Under government plans people who pass their test will be entitled to "cashback" from the £62 fee that they pay for taking it.
Those that fail, however, will have to pay the full amount in a bid to encourage young drivers to ensure that they are ready to take the test.
The plans have been put out to consultation by the Department for Transport amid concerns that just one in five people pass their driving test on the first attempt.
From: The Telegraph
Learner drivers may get refund if they pass test first time
The Department for Transport (DfT) is considering the proposal in a bid to encourage learners to only take the test when they are ready and confident of passing.
It is hoped this will mean new drivers are less likely to have an accident in their first months of having a full licence. Only 47.6% of learners pass first time.

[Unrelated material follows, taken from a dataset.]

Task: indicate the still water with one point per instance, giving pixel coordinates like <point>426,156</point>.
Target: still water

The Driving and Vehicle Standards Agency (DVSA) conducts 1.5m practical tests each year but only 21% result in a first-time pass. Fifty-three per cent are failed and 26% are passed by learners who are on at least their second attempt.
Under the proposal, the practical driving test fee, which costs up to £75, would be reduced. The learner would also be required to pay a deposit – the exact figure has yet to be determined – which would be returned if they passed.
This is part of a consultation aimed at finding ways to improve road safety and increase efficiency in government agencies.
From the Guardian
Money off if you pass driving test first time: Bid to make sure learners sit exam when they're ready
New drivers would get a cashback reward if they pass their test the first time under plans being considered by the Government.
Only one in five learners pass their first driving test, and it is hoped that offering to refund part of their test fee would encourage them to delay booking until they are sure they are likely to be successful.
Currently a daytime test during the week costs £62, rising to £75 for evening and weekend slots, with most learners forking out for several attempts.
Officials from the Department for Transport propose treating part of the fee as a deposit when the test is booked, which would then be refunded to the learner if they pass on their first attempt.
Transport Secretary Patrick McLoughlin said: ‘We want to make learning to drive safer and more affordable. This change will give those who pass first time some money back and provide an incentive for learners to be more prepared before they take their test.’ Ministers are also looking at ways to offer more flexible test slots to reduce waiting times, a wider selection of test venues and a more effective system for booking tests online, and will consult on the fees for both practical and theory tests.
Many learners are encouraged to book a test soon after they have started driving lessons to avoid waiting weeks for a test date, only to find they are not ready when the time comes, fail, and have to pay for another slot.
According to the DVLA, a learner needs an average of 45 hours of lessons to pass their test – typically at a cost of more than £1,000. Sitting multiple tests causes the costs to further pile up. Figures released by the Driver and Vehicle Standards Agency last year revealed one man in his 30s only passed on his 11th attempt, having spent nearly £2,000 on lessons and tests. Transport minister Lord Ahmad of Wimbledon said: ‘This is a bold and ambitious approach aimed at putting the user at the heart of everything the motoring agencies do.